To be fair, Gasping for Air did make up a lot on its own. It may show that we are slowly vying away from Brocka’s Maynila – not because Brocka’s Maynila is entirely faulty in itself, but because Gasping for Air gave us more nuance. The character of Reyna (portrayed with playfulness and seriousness thanks to the note-worthy performance of Therese Malvar) and the regaining of the narrative framing back to Lulu in the last act merits needed female agency in the narrative. The refusal of the film to depict life inside sex work as this one-dimensional hell full of misery and sex recruiters as stereotypical demonic exploiters adds said nuance to the experience of sex workers (although this agenda comes with its separate set of problematizations). The final act gives layers to the complicated situation of sex workers, that is individual free will versus systemic oppression – that some choose to be there, but choose so out of lack of other opportunities.

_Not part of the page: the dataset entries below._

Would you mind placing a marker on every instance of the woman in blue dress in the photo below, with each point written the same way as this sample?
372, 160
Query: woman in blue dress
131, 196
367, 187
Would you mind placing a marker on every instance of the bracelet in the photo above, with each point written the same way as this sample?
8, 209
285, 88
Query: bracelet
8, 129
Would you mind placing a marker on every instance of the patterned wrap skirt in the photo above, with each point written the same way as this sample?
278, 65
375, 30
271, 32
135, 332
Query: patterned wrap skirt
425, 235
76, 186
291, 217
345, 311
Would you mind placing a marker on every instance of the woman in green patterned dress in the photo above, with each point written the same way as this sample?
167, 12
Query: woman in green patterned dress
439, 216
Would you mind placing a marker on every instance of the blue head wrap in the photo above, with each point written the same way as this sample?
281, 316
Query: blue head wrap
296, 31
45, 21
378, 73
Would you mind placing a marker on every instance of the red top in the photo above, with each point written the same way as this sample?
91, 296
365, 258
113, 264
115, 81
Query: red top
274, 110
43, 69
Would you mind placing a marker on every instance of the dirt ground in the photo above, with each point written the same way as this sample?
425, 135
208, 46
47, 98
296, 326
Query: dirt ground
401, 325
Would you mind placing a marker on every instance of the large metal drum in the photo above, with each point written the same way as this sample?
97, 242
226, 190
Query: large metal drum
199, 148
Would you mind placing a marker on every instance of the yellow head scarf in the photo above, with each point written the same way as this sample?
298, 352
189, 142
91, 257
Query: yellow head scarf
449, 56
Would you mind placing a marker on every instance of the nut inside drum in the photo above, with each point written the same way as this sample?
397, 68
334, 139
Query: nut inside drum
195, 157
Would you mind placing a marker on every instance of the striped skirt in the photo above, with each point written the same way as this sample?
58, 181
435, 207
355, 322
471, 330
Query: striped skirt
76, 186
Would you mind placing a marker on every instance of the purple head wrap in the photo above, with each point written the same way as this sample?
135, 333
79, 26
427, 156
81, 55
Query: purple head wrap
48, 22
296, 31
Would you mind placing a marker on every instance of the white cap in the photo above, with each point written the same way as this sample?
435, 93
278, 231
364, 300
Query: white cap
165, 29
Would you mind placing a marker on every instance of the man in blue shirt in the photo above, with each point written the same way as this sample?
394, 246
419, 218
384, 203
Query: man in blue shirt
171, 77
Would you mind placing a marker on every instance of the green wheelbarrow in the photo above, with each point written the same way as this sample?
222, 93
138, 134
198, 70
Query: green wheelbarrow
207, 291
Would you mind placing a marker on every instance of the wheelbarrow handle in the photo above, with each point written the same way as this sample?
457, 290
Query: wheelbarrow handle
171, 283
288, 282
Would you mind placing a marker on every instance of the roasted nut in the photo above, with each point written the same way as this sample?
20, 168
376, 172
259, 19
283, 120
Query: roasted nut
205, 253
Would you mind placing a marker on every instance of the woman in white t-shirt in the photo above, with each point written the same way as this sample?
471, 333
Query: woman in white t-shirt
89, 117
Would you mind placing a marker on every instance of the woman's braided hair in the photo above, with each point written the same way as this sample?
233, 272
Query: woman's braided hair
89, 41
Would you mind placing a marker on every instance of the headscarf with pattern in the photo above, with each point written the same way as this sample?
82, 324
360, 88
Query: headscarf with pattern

The mixed experiences of the characters to sex work therefore extends to the experiences with the city. Like the film, we should veer away from black-and-white narratives of province equals good, city equals bad. It only deals with symptoms – and not systemic roots to the problem. The fatal flaw Gasping for Air committed that is still linked to Brocka’s Maynila is to kill Luis like Julio was killed. And Lulu may be retrieved (to reaffirm the idealization of the province), but others still (including the more compelling Reyna) are left behind. It’s still ultimately confined within the legacy of Brocka as this permeates defeatism in and fetishization of the city – making the city as the backdrop for most poverty porn films.